Sin embargo, aquí y allá,
numerosas voces de resistencia sugieren que hay otras posibilidades
fundadas posiblemente en su propia imposibilidad.
La historia
reciente de la lucha para salvar el territorio sagrado de Wirikuta es
un excelente ejemplo de cómo los pueblos originarios –lejos de
asumirse como simples víctimas de una cruenta realidad– se
coordinan con la sociedad para abrir horizontes inéditos de
participación política y defenderse de un sistema cuya voracidad
destruye por igual ecosistemas, pueblos, culturas y seres humanos. No
son los únicos; otros grupos comparten su lucha de resistencia. Las
luchas sindicales, los movimientos en contra de la reforma energética
y las protestas contra la desaparición de los estudiantes de
Ayotzinapa son voces de resistencia que nadie puede ningunear. El
pueblo Yaqui defiende sus recursos pese al asedio permanente del
gobierno; la comunidad de Cherán y los hermanos zapatistas desde el
sureste nos muestran, también desde hace años, que si hay una
esperanza, ésta no se encuentra en los partidos políticos y la
política tradicional, sino en la propia capacidad de
auto-organización y autonomía.
“La Piel
del Desierto” intenta, de forma humilde, configurarse como uno de
esos discursos de resistencia.
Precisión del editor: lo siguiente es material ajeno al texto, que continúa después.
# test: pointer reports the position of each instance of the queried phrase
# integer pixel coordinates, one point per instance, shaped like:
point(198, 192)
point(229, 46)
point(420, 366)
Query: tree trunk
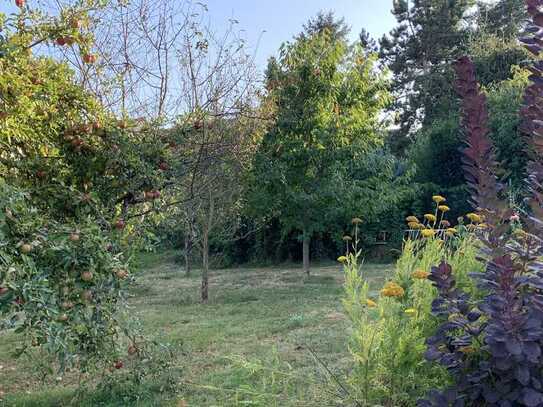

Una piel, como cualquier médico sabe,
es la primera barrera que protege los tejidos, el cuerpo, la vida.
Para nosotros es claro, los wixáritari, con su lucha, son la piel
que defiende la vida del desierto sagrado de Wirikuta. Lo único que
hacemos los autores en este trabajo es usar nuestros recursos para mediante una indagación rigurosa, una convicción artística y una
actitud llena de respeto hacia la cultura wixárika compaginar las posibilidades de los lenguajes visual y literario para
adherirnos a la lucha de este pueblo.
Nuestra
metodología es simple. En Wirikuta la mirada golosa paladea todos
los rincones; los rincones se agazapan escondidos, se burlan de la
ambición de la pluma y de la cámara. Al final, sólo quedan
fragmentos que se entrelazan, se toman de las manos, se acarician
incompletos sin compadecerse, se sonríen entre ellos, se acompañan,
se convierten poco a poco en una pedacería de luz, un enjambre de
sonidos, un manojo aleatorio de tiempo que con lentitud esculpe la
sutileza de una piel: “La Piel del Desierto”.
2 Badiou,
Alain, La
ética : ensayo sobre la conciencia del mal. México
: Embajada de Francia en México: Herder, 2004.
3
En este ensayo no pretendo postular que la tragedia mexicana se
puede entender a cabalidad como un ejemplo de la “pasión de lo
real” que Badiou identifica en el holocausto nazi y la masacre
estalinista. No dudo, sin embargo, que el horror del caso mexicano
comparta elementos con las grandes catástrofes humanas del siglo XX.